Advocates of machine learning argue that algorithms, unlike humans, have the ability to base decisions entirely on logic and therefore have the power to eliminate human biases from decision-making entirely. However, studies have shown that this is far from reality [2, 3, 4]. Without careful precautions, algorithmic decision-making has been shown to result in inconsistent effects across classes of people. "If data miners are not careful, the process can result in disproportionately adverse outcomes concentrated within historically disadvantaged groups in ways that look a lot like discrimination" [4]. Either with or without intention, a steadfast reliance on data for decision-making has the potential to perpetuate human bias.

Algorithmic bias is at its most problematic when applied in life-altering circumstances, such as in the criminal justice system. With current spending in the US reaching $13.7 billion on jailing and approximately $443,000 on pre-trial expenses each day, more and more justice systems are turning to algorithms to aid in decision-making [5]. Specifically, many courts have integrated risk assessment algorithms to help determine sentencing and bail for individuals [1, 6, 7]. Unfortunately, there is little standard, regulation, or rigor applied to assessing the accuracy of these methods. Perhaps unsurprisingly, evidence now suggests that recommendations from algorithms already instituted in justice systems often target African-Americans [1, 6].

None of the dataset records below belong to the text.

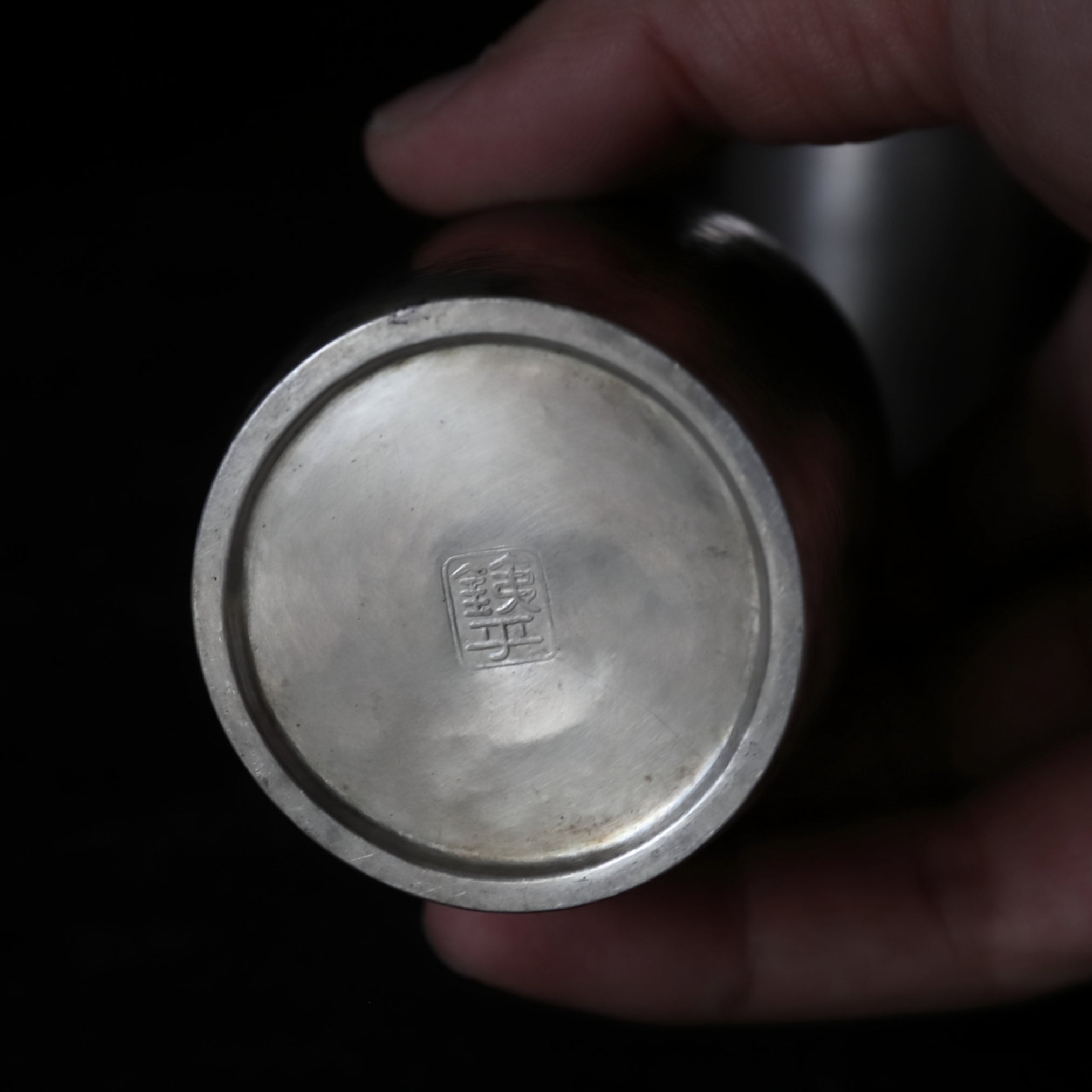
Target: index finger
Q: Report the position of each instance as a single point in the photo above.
(584, 93)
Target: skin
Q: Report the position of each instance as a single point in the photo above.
(980, 900)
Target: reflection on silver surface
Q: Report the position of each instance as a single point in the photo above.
(507, 593)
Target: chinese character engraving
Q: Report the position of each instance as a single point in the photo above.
(499, 608)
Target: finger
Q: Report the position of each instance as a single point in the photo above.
(985, 903)
(584, 92)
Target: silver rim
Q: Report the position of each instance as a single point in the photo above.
(363, 351)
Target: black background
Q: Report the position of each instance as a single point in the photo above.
(194, 197)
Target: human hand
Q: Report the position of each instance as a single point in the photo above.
(973, 902)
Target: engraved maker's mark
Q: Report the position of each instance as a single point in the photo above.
(498, 606)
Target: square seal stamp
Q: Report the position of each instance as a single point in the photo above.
(499, 608)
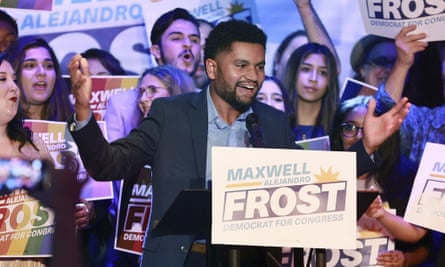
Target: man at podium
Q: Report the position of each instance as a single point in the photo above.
(177, 136)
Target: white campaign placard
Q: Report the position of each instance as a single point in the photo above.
(386, 18)
(283, 197)
(426, 205)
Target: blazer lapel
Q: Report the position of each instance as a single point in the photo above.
(198, 118)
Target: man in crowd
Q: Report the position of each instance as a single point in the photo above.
(177, 136)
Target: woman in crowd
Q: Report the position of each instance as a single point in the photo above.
(393, 178)
(44, 94)
(311, 79)
(16, 141)
(274, 94)
(161, 81)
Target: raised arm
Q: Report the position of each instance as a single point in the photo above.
(396, 225)
(379, 128)
(314, 28)
(407, 44)
(81, 86)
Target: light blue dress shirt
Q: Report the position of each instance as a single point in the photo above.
(222, 134)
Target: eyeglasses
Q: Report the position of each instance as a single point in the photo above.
(381, 61)
(350, 129)
(152, 90)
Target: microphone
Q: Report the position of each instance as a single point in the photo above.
(255, 132)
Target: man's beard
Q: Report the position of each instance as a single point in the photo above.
(231, 98)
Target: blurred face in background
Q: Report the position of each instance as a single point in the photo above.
(180, 46)
(96, 67)
(200, 76)
(9, 93)
(312, 80)
(38, 75)
(280, 64)
(270, 94)
(150, 88)
(378, 63)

COMPAS, the Correctional Offender Management Profiling for Alternative Sanctions, is one such algorithmic risk assessment. Developed by a for-profit company called Equivant (formerly Northpointe), COMPAS was designed to predict a defendant’s risk of committing future crimes. The algorithm takes in answers to a 137-item questionnaire and produces a risk-score scaled from 1-10, 1 being the least risky and 10 being the most risky. Importantly, the questionnaire never explicitly asks about race of the defendant. Despite exclusion of race as an input, outcomes do, in fact, differ by race. Specifically, prediction error varies greatly by race. COMPAS is much more likely to falsely identify black defendants as high-risk of reoffense and is also more likely to falsely identify white defendants as low-risk of reoffense [1, 6, 7].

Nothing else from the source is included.